In 1966, Bill Bell, fresh off a long run at As the World Turns, accepted Betty's invitation to helm the show. By 1971, DAYS was top-ranked thanks to Bell's innovative and powerful storytelling. His memorable stories included the controversial Bill/Laura/Mickey triangle (featuring the acting talents of their respective players, Ed Mallory, Susan Flannery, and John Clarke). Another popular tale was Susan Martin (Denise Alexander) standing trial for the killing of her husband David Martin (Clive Clerk).

Bell also crafted the love story of Doug (Bill Hayes) and Julie (Susan Seaforth Hayes), who wed in real-life and remain front and center on DAYS today. Pat Falken Smith took over as head writer when Bell exited Salem to create The Young and the Restless, however, he remained on as consultant, helping the show win Outstanding Writing in a Drama Series at the Daytime Emmys in 1976.

The Brady Bunch

Days of our Lives enjoyed a new level of popularity in 1982 when Falken Smith, fresh off a stint at General Hospital, returned to Salem and created the Brady family, crafting the love stories of Roman Brady (Wayne Northrop) and Marlena Evans (Deidre Hall), and Bo Brady (Peter Reckell) and Hope Williams (Kristian Alfonso). DAYS always had an emphasis on romance but the show specialized in supercouples in the 1980s. Other popular duos at this time included Neil and Liz, Patch and Kayla, Shane and Kimberly, Tony and Anna, Eugene and Calliope, and many others.

The Life of Reilly

In 1992, James E. Reilly became a head writer at DAYS and the show became a roller coaster of action, romance, and mystery. He aged up Samantha Gene 'Sami' Brady (Alison Sweeney), who was relentless in trying to land hottie Austin Reed (Patrick Muldoon; Austin Peck). Reilly introduced the mysterious Gina (played by Alfonso), who turned out to be Hope. The scribe's most controversial tale was Marlena's demonic possession, a story that the show is currently revisiting tying in Ben Weston (Robert Scott Wilson) and Ciara Brady Weston (Victoria Konefal), who are continuing the show's tradition of supercouples.
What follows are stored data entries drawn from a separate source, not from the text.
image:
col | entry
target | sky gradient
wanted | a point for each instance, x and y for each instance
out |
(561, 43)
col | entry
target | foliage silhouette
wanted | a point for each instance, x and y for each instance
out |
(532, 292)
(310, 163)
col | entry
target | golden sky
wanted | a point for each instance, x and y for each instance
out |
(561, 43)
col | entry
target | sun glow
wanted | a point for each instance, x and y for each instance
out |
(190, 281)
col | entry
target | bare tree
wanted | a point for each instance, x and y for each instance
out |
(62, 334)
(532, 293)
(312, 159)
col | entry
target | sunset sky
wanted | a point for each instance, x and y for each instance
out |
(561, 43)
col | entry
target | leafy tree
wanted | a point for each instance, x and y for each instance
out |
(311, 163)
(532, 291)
Reilly, who went on to create Passions, returned to write DAYS again in 2003. He devised a controversial story casting Marlena as a serial killer who bumped off Abe, Jack, Maggie, Cassie, Caroline, Roman, Tony (actually, Andre), Doug, and Alice. Later, all the decedents were revealed to be alive, living on an island known as 'Melaswen' ('New Salem' spelled backward).
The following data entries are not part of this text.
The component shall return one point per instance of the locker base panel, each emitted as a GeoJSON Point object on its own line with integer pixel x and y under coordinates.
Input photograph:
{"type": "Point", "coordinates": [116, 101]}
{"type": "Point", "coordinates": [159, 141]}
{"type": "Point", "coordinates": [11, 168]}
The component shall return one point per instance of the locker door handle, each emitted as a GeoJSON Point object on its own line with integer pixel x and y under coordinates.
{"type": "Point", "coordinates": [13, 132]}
Marlena hadn't killed anyone. The whole thing was a DiMera hoax. Life returned to abnormal on Days of our Lives but there were sad losses ahead in the coming years. Alice (original cast member Frances Reid), Mickey, Shawn, and Caroline Brady all passed away. Bo returned to Salem having been missing for years. He rescued Hope from a man posing as her new husband Aiden (Daniel Cosgrove) only to die later. Fans still clamor for Bo's resurrection. Head writers Marlene McPherson and Darrell Ray Thomas, Jr. told a sensitive story of teen Will Horton (Chandler Massey) coming out. They won the Daytime Emmy for Outstanding Drama Series Writing Team in 2012.